Syria’s new Islamist-led leadership has pushed for the US and Europe to fully lift sanctions so the country can kickstart an economy decimated by more than a decade of war.
Mills and Stutzman toured parts of the Syrian capital destroyed by the war, met with Christian religious leaders and plan to meet other Syrian government ministers.
“There’s an opportunity here – these opportunities come around once in a lifetime,” Stutzman told Reuters. “I don’t want Syria pushed into the arms of China, or back into the arms of Russia and Iran.”
Last month the US gave Syria a list of conditions to fulfill in exchange for partial sanctions relief – including removing foreign fighters from leadership roles – but the Trump administration has otherwise engaged little with the new rulers.
The congressmen’s visit was organized by the Syrian American Alliance for Peace and Prosperity.
US congressmen Cory Mills (R-FL), left, and Martin Stutzman (R-IN), second from right, meet Mor Ignatius Aphrem II, a Syrian-American Christian prelate serving as the Patriarch of the Syriac Orthodox Church in Damascus, Syria on April 18, 2025. (AP Photo/Omar Sanadiki)
Stutzman said Syrians in Damascus spoke to him about Israel’s strikes on the country, which have targeted military sites in the south as well as around the capital. Israel has also sent ground troops into parts of southern Syria, and has repeatedly expressed its distrust in al-Sharaa.
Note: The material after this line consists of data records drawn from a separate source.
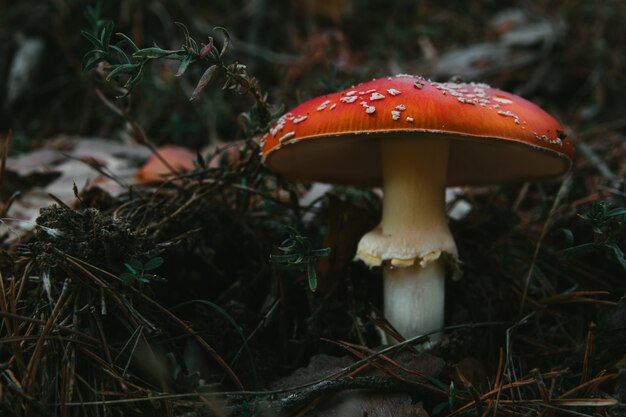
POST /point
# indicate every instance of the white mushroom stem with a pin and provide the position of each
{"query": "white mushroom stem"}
(413, 240)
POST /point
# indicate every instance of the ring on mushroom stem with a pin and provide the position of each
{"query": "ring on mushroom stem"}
(414, 137)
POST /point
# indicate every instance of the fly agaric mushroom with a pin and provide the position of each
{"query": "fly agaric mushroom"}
(415, 137)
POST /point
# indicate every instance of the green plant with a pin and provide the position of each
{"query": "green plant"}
(608, 225)
(137, 272)
(124, 63)
(298, 253)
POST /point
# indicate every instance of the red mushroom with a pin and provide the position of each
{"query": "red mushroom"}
(415, 137)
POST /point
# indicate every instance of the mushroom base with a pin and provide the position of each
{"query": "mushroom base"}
(424, 286)
(413, 241)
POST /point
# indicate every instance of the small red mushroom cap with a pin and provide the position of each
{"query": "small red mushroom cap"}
(494, 136)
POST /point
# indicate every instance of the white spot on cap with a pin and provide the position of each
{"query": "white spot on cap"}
(502, 100)
(509, 114)
(323, 105)
(286, 136)
(467, 100)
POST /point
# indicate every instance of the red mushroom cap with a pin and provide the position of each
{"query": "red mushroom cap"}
(494, 136)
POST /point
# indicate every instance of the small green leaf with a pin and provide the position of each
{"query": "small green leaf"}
(130, 268)
(204, 80)
(619, 255)
(312, 275)
(128, 278)
(135, 263)
(568, 237)
(226, 43)
(120, 52)
(128, 40)
(91, 60)
(95, 41)
(105, 35)
(579, 250)
(120, 69)
(618, 211)
(184, 64)
(153, 263)
(439, 408)
(144, 279)
(152, 53)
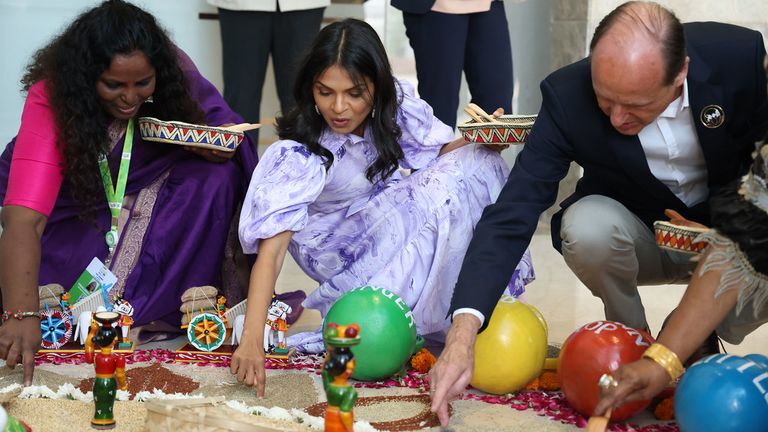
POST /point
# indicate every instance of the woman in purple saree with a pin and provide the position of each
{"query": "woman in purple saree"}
(84, 91)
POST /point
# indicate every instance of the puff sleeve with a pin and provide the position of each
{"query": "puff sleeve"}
(423, 134)
(36, 168)
(285, 182)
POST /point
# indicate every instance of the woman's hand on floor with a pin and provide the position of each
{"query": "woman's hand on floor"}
(640, 380)
(247, 363)
(453, 371)
(19, 341)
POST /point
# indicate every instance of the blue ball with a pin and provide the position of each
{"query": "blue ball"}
(724, 393)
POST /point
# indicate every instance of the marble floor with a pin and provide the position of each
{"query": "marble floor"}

“My hope is that a strong government is established in Syria that is supportive of the people of Syria, and the people of Syria support the government – and that the relationship between Israel and Syria can be a strong relationship. I think that’s possible, honestly I do,” Stuzman said.
Mahmoud Abbas visits post-Assad Syria for first time
Palestinian Authority President Mahmoud Abbas also met al-Sharaa in Damascus on Friday, on Abbas’s first visit to Syria in 16 years.
According to a Syrian government source, the pair were expected to discuss reinforcing ties between Syria and the Palestinians, as well as the “threats” faced by both parties.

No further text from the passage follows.